- Portrayed by: Nathan Purdee
- Duration: 1992–2003; 2009;
- First appearance: January 31, 1992
- Last appearance: April 8, 2009
- Created by: Michael Malone
- Introduced by: Linda Gottlieb; Frank Valentini (2009);
- Crossover appearances: All My Children

= Hank Gannon =

Hank Gannon is a fictional character from the American ABC soap opera One Life to Live.

==Casting==
The role of Hank was originated by actor Nathan Purdee on January 31, 1992. Purdee continued regularly appearing in the role until July 18, 2003, and he returned for three episodes in April 2009.

==Storylines==

Divorced attorney Hank Gannon arrives in fictional Llanview hired to defend Sarah Gordon Buchanan (Jensen Buchanan) in the murder of Carlo Hesser (Thom Christopher). In 1993, he finds himself as the prosecuting district attorney head-to-head against ex-wife Nora Hanen (Hillary B. Smith) in the infamous Todd Manning and Marty Saybrooke rape trial. Nora throws the case upon uncovering evidence implicating Todd in the rape, although Todd never serves jail time.

After years of prosecuting Llanview criminals, Hank leaves his post as district attorney in 2003 after mishandling of the Mitch Laurence (Roscoe Born) murder case.
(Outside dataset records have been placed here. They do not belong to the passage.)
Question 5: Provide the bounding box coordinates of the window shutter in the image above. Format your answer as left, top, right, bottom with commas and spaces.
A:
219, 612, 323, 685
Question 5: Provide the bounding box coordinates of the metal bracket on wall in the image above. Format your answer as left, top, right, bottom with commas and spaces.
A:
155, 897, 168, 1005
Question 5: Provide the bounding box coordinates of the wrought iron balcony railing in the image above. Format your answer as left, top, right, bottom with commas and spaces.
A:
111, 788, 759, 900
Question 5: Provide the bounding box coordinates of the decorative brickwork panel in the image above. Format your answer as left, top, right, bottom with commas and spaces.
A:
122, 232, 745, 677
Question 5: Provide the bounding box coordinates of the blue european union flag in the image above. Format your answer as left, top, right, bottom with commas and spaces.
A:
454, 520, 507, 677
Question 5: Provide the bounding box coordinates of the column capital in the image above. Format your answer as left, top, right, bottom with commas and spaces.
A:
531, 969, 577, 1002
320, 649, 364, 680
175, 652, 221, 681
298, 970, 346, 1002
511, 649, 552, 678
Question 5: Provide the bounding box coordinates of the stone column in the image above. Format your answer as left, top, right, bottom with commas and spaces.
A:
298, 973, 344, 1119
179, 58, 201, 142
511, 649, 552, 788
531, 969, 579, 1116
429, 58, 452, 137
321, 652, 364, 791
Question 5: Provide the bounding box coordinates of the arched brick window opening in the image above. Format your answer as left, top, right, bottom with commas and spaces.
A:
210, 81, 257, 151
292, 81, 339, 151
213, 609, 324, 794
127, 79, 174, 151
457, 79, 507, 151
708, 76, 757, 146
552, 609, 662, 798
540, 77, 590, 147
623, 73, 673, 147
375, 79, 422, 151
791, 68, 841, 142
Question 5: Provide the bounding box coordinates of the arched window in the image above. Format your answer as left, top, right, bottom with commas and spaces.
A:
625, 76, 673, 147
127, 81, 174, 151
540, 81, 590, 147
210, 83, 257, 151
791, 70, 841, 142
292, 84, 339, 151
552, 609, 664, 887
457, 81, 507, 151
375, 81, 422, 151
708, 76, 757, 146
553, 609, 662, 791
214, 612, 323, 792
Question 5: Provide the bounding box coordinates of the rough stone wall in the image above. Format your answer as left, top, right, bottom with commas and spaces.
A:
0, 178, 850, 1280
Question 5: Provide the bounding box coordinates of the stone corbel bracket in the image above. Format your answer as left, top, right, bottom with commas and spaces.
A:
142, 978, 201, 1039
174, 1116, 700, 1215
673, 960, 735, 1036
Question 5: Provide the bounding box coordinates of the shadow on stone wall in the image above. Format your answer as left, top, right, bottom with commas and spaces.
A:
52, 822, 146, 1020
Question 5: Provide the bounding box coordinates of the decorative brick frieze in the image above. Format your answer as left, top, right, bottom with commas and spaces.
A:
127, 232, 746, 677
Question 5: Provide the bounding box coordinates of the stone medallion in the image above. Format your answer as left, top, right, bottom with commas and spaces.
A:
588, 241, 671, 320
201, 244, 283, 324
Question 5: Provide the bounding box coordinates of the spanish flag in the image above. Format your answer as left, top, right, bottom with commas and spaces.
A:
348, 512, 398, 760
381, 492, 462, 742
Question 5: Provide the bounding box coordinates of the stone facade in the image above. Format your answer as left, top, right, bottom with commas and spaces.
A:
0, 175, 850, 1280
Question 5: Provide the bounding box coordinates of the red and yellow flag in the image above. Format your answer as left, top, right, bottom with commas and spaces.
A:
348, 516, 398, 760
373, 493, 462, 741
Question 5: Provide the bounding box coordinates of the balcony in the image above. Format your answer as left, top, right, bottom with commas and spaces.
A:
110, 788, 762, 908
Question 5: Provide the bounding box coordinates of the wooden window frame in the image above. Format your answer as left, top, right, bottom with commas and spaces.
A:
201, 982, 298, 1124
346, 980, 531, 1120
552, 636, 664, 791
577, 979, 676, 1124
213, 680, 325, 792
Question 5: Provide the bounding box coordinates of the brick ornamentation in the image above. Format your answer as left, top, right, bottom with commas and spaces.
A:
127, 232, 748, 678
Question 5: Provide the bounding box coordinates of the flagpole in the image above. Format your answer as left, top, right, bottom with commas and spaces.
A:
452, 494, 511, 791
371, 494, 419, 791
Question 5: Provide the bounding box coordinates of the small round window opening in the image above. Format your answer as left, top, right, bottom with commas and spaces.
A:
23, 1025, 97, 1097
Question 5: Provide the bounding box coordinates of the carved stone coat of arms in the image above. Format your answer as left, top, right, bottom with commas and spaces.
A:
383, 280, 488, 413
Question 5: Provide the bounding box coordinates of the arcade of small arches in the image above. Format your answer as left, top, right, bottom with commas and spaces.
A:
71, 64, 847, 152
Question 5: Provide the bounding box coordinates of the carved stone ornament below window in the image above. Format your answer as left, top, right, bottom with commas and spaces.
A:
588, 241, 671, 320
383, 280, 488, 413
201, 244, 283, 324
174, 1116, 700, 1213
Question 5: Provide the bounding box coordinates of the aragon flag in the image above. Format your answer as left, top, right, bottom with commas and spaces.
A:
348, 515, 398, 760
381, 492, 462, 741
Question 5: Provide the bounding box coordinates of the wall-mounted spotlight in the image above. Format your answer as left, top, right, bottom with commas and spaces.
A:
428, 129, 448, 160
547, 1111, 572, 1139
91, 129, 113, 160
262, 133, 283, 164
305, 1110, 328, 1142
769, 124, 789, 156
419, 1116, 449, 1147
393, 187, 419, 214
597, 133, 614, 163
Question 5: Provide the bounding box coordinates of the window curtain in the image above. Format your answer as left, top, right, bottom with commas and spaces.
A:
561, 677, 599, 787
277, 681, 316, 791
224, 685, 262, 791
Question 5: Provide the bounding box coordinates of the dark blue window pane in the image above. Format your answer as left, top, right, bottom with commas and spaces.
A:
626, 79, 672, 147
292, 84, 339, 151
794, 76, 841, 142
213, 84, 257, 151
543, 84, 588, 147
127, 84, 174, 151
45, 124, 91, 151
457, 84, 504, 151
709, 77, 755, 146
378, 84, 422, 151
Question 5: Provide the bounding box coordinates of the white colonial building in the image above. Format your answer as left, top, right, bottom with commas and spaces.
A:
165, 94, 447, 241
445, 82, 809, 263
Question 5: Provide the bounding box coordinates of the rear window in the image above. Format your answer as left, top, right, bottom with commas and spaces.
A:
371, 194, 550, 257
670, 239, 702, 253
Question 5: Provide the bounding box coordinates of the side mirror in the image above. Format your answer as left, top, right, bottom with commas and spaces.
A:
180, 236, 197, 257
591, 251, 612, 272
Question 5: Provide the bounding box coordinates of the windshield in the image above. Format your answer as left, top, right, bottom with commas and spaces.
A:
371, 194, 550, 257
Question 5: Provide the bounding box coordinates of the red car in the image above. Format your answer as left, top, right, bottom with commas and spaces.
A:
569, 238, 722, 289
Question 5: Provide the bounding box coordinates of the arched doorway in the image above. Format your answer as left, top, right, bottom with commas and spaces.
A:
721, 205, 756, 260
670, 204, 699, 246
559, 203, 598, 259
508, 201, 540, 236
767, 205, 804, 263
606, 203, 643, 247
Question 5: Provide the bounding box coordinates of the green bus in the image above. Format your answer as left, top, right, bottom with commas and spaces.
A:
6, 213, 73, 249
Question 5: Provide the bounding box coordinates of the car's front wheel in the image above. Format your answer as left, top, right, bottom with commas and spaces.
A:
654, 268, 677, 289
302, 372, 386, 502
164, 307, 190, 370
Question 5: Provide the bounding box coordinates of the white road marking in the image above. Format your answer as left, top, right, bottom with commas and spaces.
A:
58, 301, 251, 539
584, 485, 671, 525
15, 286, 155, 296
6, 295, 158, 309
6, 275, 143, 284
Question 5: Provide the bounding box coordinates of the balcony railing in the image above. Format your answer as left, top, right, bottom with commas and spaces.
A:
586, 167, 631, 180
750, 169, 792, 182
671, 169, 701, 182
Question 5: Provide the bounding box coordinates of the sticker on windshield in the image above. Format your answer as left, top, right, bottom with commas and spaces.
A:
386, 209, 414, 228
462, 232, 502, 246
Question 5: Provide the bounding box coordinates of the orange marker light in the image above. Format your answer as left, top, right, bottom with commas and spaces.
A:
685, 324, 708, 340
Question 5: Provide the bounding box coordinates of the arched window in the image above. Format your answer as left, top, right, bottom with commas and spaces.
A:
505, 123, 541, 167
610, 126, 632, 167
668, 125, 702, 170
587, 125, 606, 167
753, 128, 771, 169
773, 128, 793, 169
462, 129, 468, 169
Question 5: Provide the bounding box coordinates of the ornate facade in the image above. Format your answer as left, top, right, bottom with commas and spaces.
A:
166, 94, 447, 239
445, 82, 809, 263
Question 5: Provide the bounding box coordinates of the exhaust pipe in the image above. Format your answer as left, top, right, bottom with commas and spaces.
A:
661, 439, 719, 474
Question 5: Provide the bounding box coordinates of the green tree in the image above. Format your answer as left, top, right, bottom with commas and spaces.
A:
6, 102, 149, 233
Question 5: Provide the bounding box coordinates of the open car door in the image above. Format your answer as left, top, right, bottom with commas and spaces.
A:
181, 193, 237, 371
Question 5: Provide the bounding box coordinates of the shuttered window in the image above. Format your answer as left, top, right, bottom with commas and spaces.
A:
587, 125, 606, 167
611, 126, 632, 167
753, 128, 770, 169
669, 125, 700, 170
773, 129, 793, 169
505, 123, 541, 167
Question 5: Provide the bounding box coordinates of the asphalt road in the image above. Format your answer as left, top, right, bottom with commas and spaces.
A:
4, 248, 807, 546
He returns to Llanview with his daughter Rachel in April 2009 upon the news that Nora's son Matthew (Eddie Alderson) was paralyzed in a car accident.

==Reception==
In 2020, Candace Young and Charlie Mason put Hank on their list of Daytime's Most Important African-American Characters, commenting "By the time we met Nathan Purdee's "The Cannon," he'd already traded the football field for the courtroom" and that he was a "mvp" who could "still score".